Você pode adorar a Lava-Jato. Você pode discordar da Lava-Jato. Você pode gostar de Bolsonaro ou de Lula, você pode detestá-los. Você pode desconhecer Letícia Duarte ou pode ser admirador dos seus textos. Difícil, mesmo, é ficar indiferente ao livro que ela acaba de lançar: Vaza Jato – Os Bastidores das Reportagens que Sacudiram o Brasil.

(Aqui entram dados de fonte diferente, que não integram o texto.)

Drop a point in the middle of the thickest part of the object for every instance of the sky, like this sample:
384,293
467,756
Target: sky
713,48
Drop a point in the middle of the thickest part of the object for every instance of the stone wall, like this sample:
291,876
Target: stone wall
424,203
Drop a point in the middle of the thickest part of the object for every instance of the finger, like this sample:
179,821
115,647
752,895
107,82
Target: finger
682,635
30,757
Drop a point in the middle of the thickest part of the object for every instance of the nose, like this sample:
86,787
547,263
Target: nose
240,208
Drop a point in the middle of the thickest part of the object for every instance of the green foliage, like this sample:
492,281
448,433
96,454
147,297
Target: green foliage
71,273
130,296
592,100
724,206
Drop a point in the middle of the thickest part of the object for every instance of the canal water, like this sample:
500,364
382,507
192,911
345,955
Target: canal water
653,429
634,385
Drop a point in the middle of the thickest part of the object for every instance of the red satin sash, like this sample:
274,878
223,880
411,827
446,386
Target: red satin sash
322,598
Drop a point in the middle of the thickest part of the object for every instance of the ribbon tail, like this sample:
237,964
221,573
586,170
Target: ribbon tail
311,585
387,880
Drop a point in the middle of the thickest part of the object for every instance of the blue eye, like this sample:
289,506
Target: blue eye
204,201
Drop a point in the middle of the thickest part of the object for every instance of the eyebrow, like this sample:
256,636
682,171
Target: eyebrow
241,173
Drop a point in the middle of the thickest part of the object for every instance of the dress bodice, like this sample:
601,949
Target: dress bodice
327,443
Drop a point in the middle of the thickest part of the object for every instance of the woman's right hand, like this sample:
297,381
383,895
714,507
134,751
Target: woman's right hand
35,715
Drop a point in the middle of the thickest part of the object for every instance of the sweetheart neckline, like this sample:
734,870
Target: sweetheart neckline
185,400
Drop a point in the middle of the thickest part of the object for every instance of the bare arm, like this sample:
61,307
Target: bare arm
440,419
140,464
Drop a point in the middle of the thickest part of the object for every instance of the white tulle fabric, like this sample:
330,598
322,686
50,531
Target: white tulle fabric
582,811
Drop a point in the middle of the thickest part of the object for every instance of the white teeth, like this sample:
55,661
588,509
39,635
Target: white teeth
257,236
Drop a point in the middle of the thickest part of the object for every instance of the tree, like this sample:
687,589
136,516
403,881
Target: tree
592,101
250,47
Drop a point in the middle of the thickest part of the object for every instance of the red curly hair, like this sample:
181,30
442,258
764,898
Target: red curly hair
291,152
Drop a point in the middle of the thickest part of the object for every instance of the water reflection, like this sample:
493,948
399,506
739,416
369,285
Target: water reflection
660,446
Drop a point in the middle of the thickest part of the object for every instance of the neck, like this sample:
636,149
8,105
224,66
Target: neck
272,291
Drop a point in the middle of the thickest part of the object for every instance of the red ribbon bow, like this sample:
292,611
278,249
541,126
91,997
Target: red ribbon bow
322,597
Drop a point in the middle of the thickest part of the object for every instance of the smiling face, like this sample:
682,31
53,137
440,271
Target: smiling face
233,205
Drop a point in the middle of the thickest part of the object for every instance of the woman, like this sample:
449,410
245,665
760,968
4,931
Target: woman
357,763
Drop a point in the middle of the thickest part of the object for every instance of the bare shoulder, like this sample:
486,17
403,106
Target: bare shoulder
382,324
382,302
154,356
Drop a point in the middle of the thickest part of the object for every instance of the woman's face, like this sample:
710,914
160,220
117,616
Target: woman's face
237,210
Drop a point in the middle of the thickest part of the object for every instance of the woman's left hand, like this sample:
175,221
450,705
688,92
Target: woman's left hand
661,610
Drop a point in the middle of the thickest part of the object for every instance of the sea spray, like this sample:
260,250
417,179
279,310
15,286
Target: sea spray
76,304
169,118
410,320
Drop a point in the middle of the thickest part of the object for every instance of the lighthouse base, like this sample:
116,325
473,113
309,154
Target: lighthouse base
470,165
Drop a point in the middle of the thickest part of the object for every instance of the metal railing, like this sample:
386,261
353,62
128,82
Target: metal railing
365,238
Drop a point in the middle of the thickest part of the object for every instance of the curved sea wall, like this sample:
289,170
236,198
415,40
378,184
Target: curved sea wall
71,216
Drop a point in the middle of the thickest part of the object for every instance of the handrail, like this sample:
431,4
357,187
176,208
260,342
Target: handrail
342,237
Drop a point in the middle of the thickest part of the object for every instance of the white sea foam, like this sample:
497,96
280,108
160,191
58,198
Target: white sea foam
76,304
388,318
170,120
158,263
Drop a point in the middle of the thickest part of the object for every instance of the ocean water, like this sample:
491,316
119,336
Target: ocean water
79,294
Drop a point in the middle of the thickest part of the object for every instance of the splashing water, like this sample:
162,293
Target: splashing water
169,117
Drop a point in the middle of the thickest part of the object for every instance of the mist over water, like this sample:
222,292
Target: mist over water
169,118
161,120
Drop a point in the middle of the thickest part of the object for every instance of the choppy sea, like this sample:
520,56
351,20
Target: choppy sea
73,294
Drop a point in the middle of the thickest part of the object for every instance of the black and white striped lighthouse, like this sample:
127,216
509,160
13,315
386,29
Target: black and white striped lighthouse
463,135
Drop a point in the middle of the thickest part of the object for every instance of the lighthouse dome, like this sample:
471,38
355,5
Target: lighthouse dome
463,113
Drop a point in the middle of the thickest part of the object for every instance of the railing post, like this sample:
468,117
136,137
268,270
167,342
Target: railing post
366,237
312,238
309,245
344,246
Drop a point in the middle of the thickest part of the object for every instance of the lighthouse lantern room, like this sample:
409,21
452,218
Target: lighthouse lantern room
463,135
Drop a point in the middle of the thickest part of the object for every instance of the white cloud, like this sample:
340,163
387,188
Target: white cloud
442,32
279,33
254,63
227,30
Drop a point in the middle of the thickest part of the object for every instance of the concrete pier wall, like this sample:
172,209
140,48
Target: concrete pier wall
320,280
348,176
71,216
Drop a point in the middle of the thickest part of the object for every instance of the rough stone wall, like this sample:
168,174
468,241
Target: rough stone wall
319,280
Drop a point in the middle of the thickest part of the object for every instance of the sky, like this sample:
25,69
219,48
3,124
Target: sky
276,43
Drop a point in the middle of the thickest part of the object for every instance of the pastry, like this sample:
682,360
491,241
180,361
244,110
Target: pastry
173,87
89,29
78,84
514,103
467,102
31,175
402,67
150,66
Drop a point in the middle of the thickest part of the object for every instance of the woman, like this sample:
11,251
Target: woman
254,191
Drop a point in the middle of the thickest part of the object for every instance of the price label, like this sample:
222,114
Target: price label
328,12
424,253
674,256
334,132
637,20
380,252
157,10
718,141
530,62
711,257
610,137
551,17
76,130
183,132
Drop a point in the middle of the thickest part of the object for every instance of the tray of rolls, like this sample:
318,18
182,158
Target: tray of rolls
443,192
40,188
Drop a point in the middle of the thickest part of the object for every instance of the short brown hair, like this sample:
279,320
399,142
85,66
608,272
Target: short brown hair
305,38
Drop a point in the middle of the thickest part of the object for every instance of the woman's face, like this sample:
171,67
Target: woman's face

A obra é um mergulho num dos mais polêmicos trabalhos jornalísticos já feitos no Brasil, a publicação de mensagens trocadas por procuradores da República e o juiz Sergio Moro durante a Operação Lava-Jato. Como já é notório, repórteres do site The Intercept Brasil receberam de um hacker cópias milhares de diálogos que evidenciaram que Moro, um ícone do combate à corrupção, opinava sobre como as investigações deveriam ser conduzidas, orientava coletas de provas e, por vezes, aconselhava ou reclamava de procuradores, como se eles fossem parte de sua equipe.
Fãs do ex-juiz dizem que só mediante esse entrosamento Moro conseguiu determinar a prisão de alguns dos maiores corruptos do país. Já os críticos abominam sua intimidade com os acusadores.
Foi para escapar desse maniqueísmo que Letícia escreveu um texto eletrizante. Em ritmo de filme de suspense, a autora devassa um ano na vida de um grupo heterogêneo de jornalistas à espera de algum material que ajudasse a consolidar seu recém-lançado site de denúncias. O material lhes foi presenteado bruto, sem hierarquização. Foi preciso garimpar em milhões de conversas. Para se ter uma ideia, apenas um dos milhares de chats somava 300 páginas de diálogos. A obra mostra que, além desse trabalho, os repórteres atuaram sob tensão constante: qualquer batida na porta poderia ser a Polícia Federal, já que o material fora furtado por um hacker (embora a sua divulgação não consista crime, conforme a própria Justiça reconheceu posteriormente).
São 320 páginas que passam voando. O livro reproduz as dúvidas que assomaram os jornalistas, as brigas na equipe e até como colocar um freio no hacker, que desejava usar a repercussão do material para especular na Bolsa de Valores.
Experiência não falta à autora, jornalista que usa técnicas literárias em suas reportagens. Gaúcha, Letícia trabalhou em O Pioneiro e por 13 anos em Zero Hora e GZH. Tem na prateleira os principais prêmios de jornalismo do país. Morou em Moçambique e é mestre em Sociologia pela UFRGS e em Política e Assuntos Internacionais pela Universidade de Columbia (EUA).
Até hoje, a Vaza-Jato rendeu 105 reportagens ao The Intercept Brasil e parceiros na grande mídia. E o plano é que, em breve, vire filme, nas mãos do cineasta José Padilha.
O leitor verá que quase não há críticas à Vaza-Jato. Letícia claramente concorda com a decisão de revelar os diálogos. Mas não deixa de mostrar as brigas, as vaidades e os temores da equipe responsável pelas reportagens que grenalizaram o Brasil. Honrando o ofício, Letícia também faz jornalismo, ao revelar as hesitações dos repórteres. Melhor para o leitor.